Serie A: l’indice di liquidità e un calciomercato povero

Il calciomercato di questa estate, che porta con sé ancora gli strascichi e i problemi finanziari derivanti dal Covid-19, ha già portato colpi interessanti sia a parametro zero che trattative con cifre spaventose. Un discorso che però non si può fare per la Serie A, il cui acquisto più costoso al momento è stato il riscatto da parte del Milan per Tomori alla cifra di 28 milioni di euro. E se le altre big non se la passano bene, allora occorre parlare di vero e proprio harakiri da parte della Lega Calcio. La proprietà interista è stata frenata dalle restrizioni imposte dal governo cinese e la Juventus ha dovuto iniettare 400 milioni da Exor per sanare quasi del tutto i debiti, ci sono squadre che non riescono a fare nessun movimento perché bloccati dall’indice di liquidità.

Che cos’è l’indice di liquidità?

L’indicatore di liquidità è stato introdotto nel mondo del calcio dalla FIGC nel 2015. L’idea è che le squadre debbano dimostrare di poter tirare avanti da sole, senza dover chiedere aiuti: ogni anno viene fissato il limite minimo dell’indicatore, salito nel corso degli anni, e per questa stagione è stato fissato a 0,8, abbassato a 0,6 per il solo mercato estivo a causa degli effetti economici della pandemia. Si tratta, come scritto dalla Gazzetta dello Sport, del rapporto tra Attività Correnti (AC) e Passività Correnti (PC), quindi AC/PC. Un coefficiente che valuta la capacità finanziaria di un club di pagare i debiti con i suoi creditori.

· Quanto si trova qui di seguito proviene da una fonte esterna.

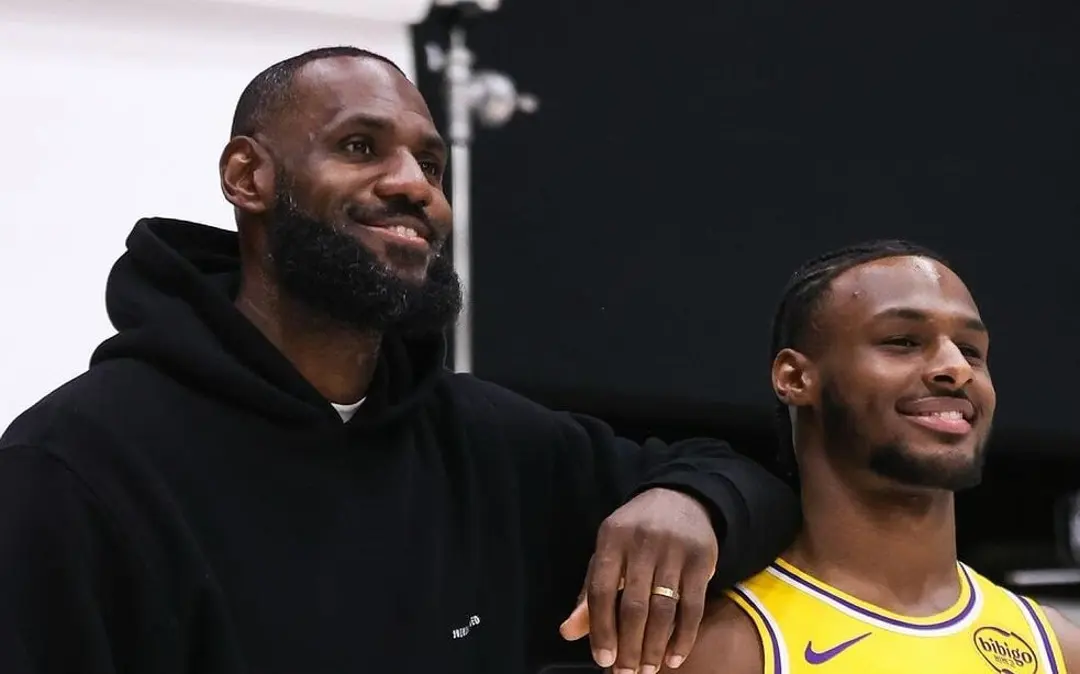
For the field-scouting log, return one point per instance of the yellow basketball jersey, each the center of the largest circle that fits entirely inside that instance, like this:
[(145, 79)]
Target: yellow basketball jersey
[(809, 628)]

Quali sono le squadre che non rientrano nei parametri dell’indice di liquidità?

La Sampdoria, fino ad ora, ha agito solo attraverso prestiti e anche per il nuovo allenatore, D’Aversa, si è scelta la strada più low-cost. Anche la Lazio soffre per un indice di liquidità che la obbliga a dover finalizzare delle cessioni prima di depositare i contratti dei 4 nuovi innesti in Lega.

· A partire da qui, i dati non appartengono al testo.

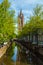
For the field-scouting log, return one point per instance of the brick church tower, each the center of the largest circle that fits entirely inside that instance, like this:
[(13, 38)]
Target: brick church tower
[(20, 21)]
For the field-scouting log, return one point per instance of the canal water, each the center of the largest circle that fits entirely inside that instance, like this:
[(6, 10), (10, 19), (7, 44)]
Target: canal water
[(13, 61)]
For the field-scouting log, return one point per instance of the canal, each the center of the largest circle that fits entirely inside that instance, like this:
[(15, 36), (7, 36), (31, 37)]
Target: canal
[(5, 60)]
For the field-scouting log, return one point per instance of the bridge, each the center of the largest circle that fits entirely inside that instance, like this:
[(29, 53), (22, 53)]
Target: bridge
[(36, 51)]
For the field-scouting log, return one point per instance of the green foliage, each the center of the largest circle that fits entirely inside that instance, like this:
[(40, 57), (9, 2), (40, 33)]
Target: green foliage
[(7, 26), (35, 22)]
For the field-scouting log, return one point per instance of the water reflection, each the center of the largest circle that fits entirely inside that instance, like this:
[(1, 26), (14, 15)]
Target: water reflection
[(5, 60), (14, 58)]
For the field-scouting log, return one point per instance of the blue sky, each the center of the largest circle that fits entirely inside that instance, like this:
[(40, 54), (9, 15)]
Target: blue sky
[(26, 6)]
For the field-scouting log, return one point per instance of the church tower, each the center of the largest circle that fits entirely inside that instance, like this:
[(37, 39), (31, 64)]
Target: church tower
[(20, 21)]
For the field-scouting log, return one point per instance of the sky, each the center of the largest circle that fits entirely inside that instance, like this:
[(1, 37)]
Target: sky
[(26, 6)]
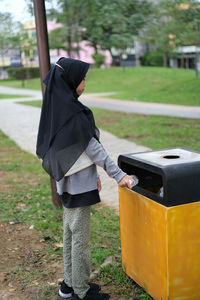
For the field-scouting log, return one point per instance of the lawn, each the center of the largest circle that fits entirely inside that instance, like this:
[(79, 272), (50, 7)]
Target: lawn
[(155, 132), (31, 234), (151, 84)]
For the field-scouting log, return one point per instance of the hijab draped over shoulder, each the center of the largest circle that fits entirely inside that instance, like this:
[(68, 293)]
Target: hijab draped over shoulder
[(66, 125)]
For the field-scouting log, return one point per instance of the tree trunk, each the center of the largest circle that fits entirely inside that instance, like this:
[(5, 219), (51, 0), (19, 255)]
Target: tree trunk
[(165, 58)]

Una situazione causata dalle decisioni di alcun club di Serie A

Ieri abbiamo parlato dell’accordo raggiunto tra il campionato spagnolo e il fondo di investimenti, CVC, per la cessione del 10% delle azioni de La Liga per una cifra di 2.700 milioni di euro di cui il 90% investito e spartito tra i vari club spagnoli. Ecco, proprio questo progetto era stato presentato dal Presidente Dal Pino a tutti i club della Lega Serie A, ma purtroppo l’accordo non si è concluso per l’opposizione di sette società, sia grandi che piccole, preoccupate più per i loro tornaconti che per il ben collettivo.

In una situazione di crisi, oggi, i club di Serie A chiedono aiuti economici al governo, chiedono la riapertura totale degli stadi per tornare a ricevere degli utili, eppure quei soldi che servivano per far ripartire il calcio italiano erano lì, a portata di mano.

L’Europeo vinto, battendo anche quella Spagna che da ieri ci ha insegnato come far crescere il brand e rendere ancora più attrattivo il campionato spagnolo con investimenti imponenti, non può essere un punto di partenza. Serve programmazione, servono idee e progetti che coinvolgano tutti i club italiani dalla Serie A ai campionati dilettanti altrimenti dovremmo aspettare la prossima miracolosa generazione talentuosa per tornare a vincere e nel mentre vederci sfilare da sotto il naso i più grandi calciatori che militano nel campionato italiano.

La vittoria degli azzurri deve essere un punto di partenza per lavorare sognando ad una centralità del calcio italiano come lo era negli anni ’90 fino ai primi anni del 2000. Altrimenti un Ronaldo o un Cristiano Ronaldo non li vedremo per tanto tempo.